We noted some clinically significant discrepancies between the AI measurements and those from the evaluators. In the cases of MAD, AMA, and HKA, the differences were relatively infrequent. Specifically, the differences between Rater 1 and the AI appeared in MAD measurements in 8 out of 150 cases (5.3%), in AMA measurements in 14 out of 155 cases (9.0%), and in HKA measurements in 5 out of 155 cases (3.2%). When comparing Rater 2 with the AI, these differences were found in MAD measurements in 10 out of 150 cases (6.7%), in AMA measurements in 1 out of 155 cases (0.6%), and in HKA measurements in 7 out of 155 cases (4.5%). However, in the case of the Mikulicz line, the discrepancies were notably more prevalent.
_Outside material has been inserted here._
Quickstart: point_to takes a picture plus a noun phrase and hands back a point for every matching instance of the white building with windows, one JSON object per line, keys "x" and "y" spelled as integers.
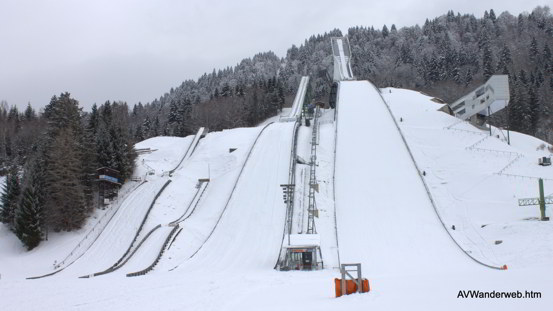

In this instance, the software generated values that diverged more than ±5 mm from those of the two physicians in 135 out of 142 cases (95.1%) (Table 5).

In the intra-rater reliability, moderate agreement was observed in measurements regarding AMA (ICC = 0.67, 95% CI 0.57–0.75) (Table 6).

In the Bland–Altman plots constructed for HKA (Figure 4), MAD (Figure 5), and JLCA (Figure 6), differences between the two raters and the software were plotted against their mean values. For each parameter, comparisons were made between Rater 1 and Rater 2 (Figure 4a, Figure 5a and Figure 6a), Rater 1 and the software (Figure 4b, Figure 5b and Figure 6b), and Rater 2 and the software (Figure 4c, Figure 5c and Figure 6c).

Across all parameters and comparisons, the majority of values fell within the 95% confidence interval. In the few instances where the software’s measurements deviated significantly from those of the two orthopedics, these outliers are visible in the respective plots.

4. Discussion

The findings of our study suggest that IB Lab’s LAMA software serves as a reliable tool in assessing lower limb alignment, employing AP standing lower extremity radiographs, regardless of the presence or absence of arthroplasty implants.

Since its development, this software has caught the interest of the scientific community, leading to its examination, at the time of this writing, in two research papers. For instance, Simon et al. were among the first to evaluate the software’s capability [15]. The authors examined the precision of the software on a collection of 295 preoperative standing long-leg anteroposterior radiographs of patients undergoing total knee arthroplasty surgery. Their study indicated a success rate of 98.0% of LAMA recognizing the X-rays.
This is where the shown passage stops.